Il en découle de l’analyse des transferts sémantiques deux objectifs majeurs :
• Une approche comparative des référentiels sociaux, culturels, politiques, littéraires, etc. des imaginaires issus des aires culturelles différentes,
• Un décryptage des phénomènes d’altérité, des transferts interculturels et des syncrétismes, l’ensemble dans une perspective diachronique et synchronique.

De ce point de vue, la recherche aura comme champ d’analyse les textes et les discours, en tant que lieux où les mots, les nuances de styles, les manières de dire, les déplacements sémantiques, l’implicite, les dissimulations, les stratégies de persuasion, les ruptures, l’intrication des représentations, etc. donnent à percevoir l’identité (sociale, culturelle, politique, entre autres), le sens de la culture dominante, l’arbitraire ou encore l’amnésie institutionnelle forgée au cours des années par les scripteurs.

Tout en s’opposant aux questionnements d’analyse sectorielle, l’analyse du discours qu’ERUDITT met en place appelle obligatoirement au décloisonnement des démarches d’analyse et d’interprétation. Dans sa réalité complexe, le fait discours risque d’être sectionné et son unité de sens morcelée si les démarches d’analyse par secteurs paradigmatiques sont privilégiées. Par conséquent, l’analyse du discours et des représentations interculturelles que nous mettons en place transcende l’analyse de l’appareil formel du discours pour y adjoindre des données sociologiques, civilisationnelles, linguistiques, pragmatiques, axiologiques, communicatives, identitaires, politiques, économiques, etc.

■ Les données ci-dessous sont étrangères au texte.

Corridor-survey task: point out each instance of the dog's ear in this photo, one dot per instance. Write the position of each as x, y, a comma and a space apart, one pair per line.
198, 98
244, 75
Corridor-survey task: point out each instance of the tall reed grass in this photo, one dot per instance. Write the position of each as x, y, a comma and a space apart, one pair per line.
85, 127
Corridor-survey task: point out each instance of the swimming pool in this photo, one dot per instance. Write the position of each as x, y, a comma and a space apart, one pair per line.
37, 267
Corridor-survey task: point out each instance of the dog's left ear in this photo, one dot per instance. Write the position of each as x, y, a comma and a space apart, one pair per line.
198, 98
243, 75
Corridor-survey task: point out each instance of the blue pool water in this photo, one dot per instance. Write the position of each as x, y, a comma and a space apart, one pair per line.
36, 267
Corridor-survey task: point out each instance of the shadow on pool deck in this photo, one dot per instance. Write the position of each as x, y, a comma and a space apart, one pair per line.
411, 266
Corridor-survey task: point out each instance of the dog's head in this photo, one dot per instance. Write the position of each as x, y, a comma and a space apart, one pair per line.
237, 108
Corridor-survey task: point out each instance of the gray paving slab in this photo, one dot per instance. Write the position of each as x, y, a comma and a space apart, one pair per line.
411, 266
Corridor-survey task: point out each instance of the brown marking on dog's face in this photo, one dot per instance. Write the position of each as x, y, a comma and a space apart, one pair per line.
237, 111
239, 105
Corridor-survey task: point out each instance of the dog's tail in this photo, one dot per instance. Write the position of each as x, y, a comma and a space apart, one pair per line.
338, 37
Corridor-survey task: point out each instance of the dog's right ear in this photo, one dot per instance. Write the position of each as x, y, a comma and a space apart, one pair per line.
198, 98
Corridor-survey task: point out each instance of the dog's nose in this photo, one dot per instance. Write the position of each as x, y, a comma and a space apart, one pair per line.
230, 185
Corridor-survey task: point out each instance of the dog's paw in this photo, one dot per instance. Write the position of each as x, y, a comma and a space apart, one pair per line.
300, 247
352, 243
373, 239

Séparer ces ensembles complexes signifie en définitive renoncer à appréhender le discours comme un espace sociohistorique global.

Un ensemble d’outils d’analyse et d’interprétation transdisciplinaire pourra ainsi être convoqué, ayant pour objectifs l’analyse du discours en tant que sédimentation de plusieurs niveaux de sens constitutifs de son espace et caractérisant la mémoire historique en tant qu’argument essentiel par exemple dans les discours nationalistes.
Le groupe de recherche consacrera ses travaux pour les trois prochaines années universitaires à l’analyse déconstructiviste du discours identitaire. Des journées d’étude seront organisées pour rendre compte des travaux accomplis par les chercheurs et pour préparer un colloque à la fin de l’année universitaire 2019-2020.